Other major honorees last night included If Beale Street Could Talk composer Nicholas Britell and music supervisor Gabe Hilfer, who won the inaugural ASCAP Harmony Award. Created in partnership with the Guild of Music Supervisors to recognize an “outstanding collaboration” between a composer and music supervisor, the honor was presented by Beale Street cast member Colman Domingo, which expressed his admiration for the duo from the stage.
“When I first saw a screening of the film … I was so moved by the film and more than anything I was moved by the music,” said Domingo. “Because I thought, ‘How did they know this is how they felt?… How did they get into the interior lives of these characters?’ I really felt punched in the gut.”
“Working in film is about being a part of a team, so to be honored for a collaboration is something very special to me,” said two-time Oscar nominee Britell, who also composed the score for Beale Street director Barry Jenkins’ 2017 Best Picture winner Moonlight. “And [on] this film in particular I think there were so many deep collaborations.”

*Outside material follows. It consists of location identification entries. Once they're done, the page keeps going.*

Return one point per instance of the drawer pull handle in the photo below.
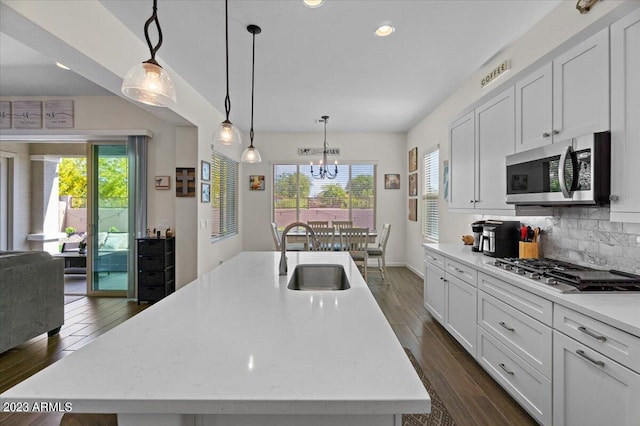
(511, 373)
(588, 358)
(506, 326)
(592, 334)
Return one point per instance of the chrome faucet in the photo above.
(283, 243)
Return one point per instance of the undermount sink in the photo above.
(320, 277)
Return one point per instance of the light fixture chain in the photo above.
(153, 18)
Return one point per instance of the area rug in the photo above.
(439, 415)
(70, 298)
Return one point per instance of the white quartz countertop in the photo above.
(236, 340)
(619, 309)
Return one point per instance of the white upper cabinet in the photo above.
(462, 163)
(534, 109)
(494, 141)
(625, 119)
(566, 98)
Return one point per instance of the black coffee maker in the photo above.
(500, 238)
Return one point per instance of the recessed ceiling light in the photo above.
(384, 30)
(313, 3)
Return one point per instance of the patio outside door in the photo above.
(110, 220)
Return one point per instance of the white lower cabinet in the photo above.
(460, 320)
(590, 389)
(523, 382)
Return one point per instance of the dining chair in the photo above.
(379, 251)
(324, 239)
(355, 241)
(318, 223)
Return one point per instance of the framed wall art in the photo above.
(413, 185)
(205, 170)
(256, 182)
(392, 181)
(205, 192)
(413, 160)
(163, 182)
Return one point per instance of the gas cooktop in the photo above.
(565, 277)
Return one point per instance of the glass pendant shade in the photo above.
(251, 155)
(150, 84)
(227, 134)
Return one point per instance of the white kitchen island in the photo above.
(236, 347)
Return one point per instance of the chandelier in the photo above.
(324, 172)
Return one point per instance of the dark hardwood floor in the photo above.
(470, 394)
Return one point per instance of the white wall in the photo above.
(387, 150)
(550, 33)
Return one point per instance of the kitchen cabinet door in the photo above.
(581, 89)
(625, 119)
(534, 114)
(462, 162)
(461, 312)
(590, 389)
(495, 139)
(434, 292)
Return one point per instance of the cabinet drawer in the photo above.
(154, 278)
(153, 263)
(461, 271)
(610, 341)
(434, 258)
(526, 337)
(528, 386)
(532, 305)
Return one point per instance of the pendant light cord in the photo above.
(153, 18)
(227, 100)
(253, 71)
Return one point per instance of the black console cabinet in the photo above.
(156, 268)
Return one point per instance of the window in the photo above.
(299, 197)
(430, 196)
(224, 196)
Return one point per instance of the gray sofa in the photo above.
(31, 296)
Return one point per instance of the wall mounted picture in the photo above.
(163, 182)
(205, 193)
(185, 182)
(413, 160)
(413, 185)
(5, 115)
(392, 181)
(256, 183)
(413, 209)
(205, 171)
(58, 114)
(27, 114)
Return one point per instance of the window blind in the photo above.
(430, 195)
(224, 198)
(299, 197)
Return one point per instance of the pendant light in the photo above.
(148, 82)
(227, 133)
(252, 155)
(324, 172)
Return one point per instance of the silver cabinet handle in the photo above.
(588, 332)
(588, 358)
(506, 326)
(506, 369)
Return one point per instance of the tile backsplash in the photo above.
(584, 235)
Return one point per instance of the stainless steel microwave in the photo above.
(575, 171)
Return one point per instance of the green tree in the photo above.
(333, 195)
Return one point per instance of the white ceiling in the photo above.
(309, 62)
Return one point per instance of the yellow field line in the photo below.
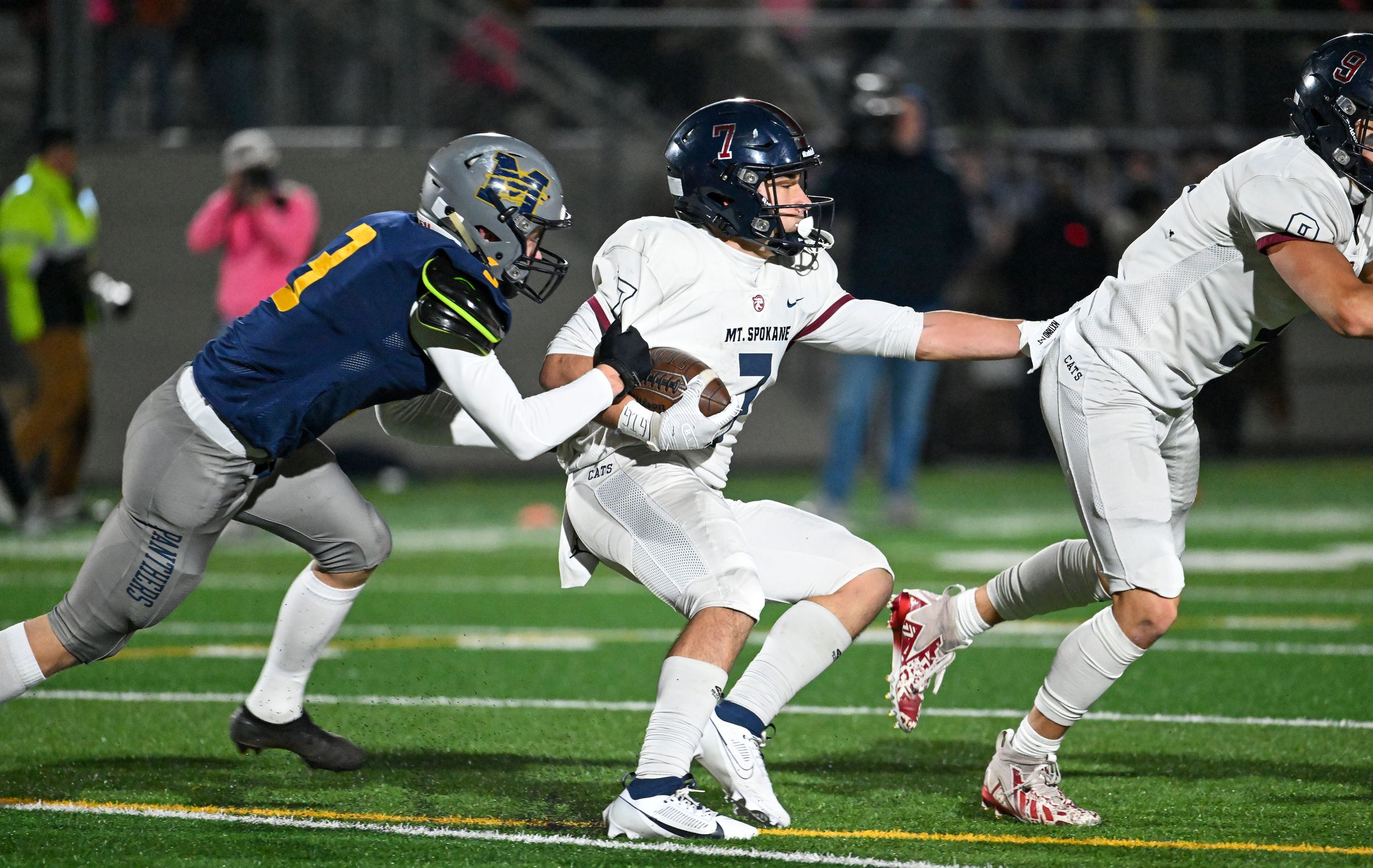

Hilfer, meanwhile, recounted his reaction when he was first approached for the job by producers Jeremy Kleiner and Dede Gardner. “I cut them off immediately and I said, ‘Yes. I don’t need to know the schedule, I don’t need to know anything else. Just, I want to be involved.’ And it’s just a dream come true to be a third wheel with Nick and Barry.”
Other trophies presented on Wednesday included the three ASCAP Composer’s Choice awards, which are voted on by the ASCAP composer and songwriter community. Choice Film Score went to John Powell for Solo: A Star Wars Story, while TV Composer of the Year went to Jeff Cardoni (Young Sheldon) and Video Game Score of the Year was awarded to Lena Raine for her work on Celeste.
Additionally, David Vanacore, Joel Beckerman, Michael Giacchino, Cat Gray, Jared Gutstadt, Didier Lean Rachou, Jeff Lippencott, Ed Robertson, Mark Snow, Mark T. Williams and Hans Zimmer were recognized in the Most Performed Themes and Underscore category, while Top Box Office Film went to Giacchino for Jurassic World: Fallen Kingdom.
In TV, Top Cable Television Series was awarded to Maurizio Malagnini for Call the Midwife, while Top Television Network Series went to Dan Foliart and Howard Pearl for Roseanne. Though Pearl wasn’t in attendance, Foliart had one of the best quips of the night when he referenced last year’s controversy around series creator Roseanne Barr, stating, “First let me say that I’m glad that there wasn’t Twitter in 1988 when this show started.”
Other live performances of the evening included Keala Settle‘s rendition of Pasek and Paul’s “This Is Me” from The Greatest Showman, as well as Tim Davis’s performance of “Come Alive” from the same film. Under Goodwin, the house orchestra also performed Toprak’s themes from this year’s Pixar animated short Purl.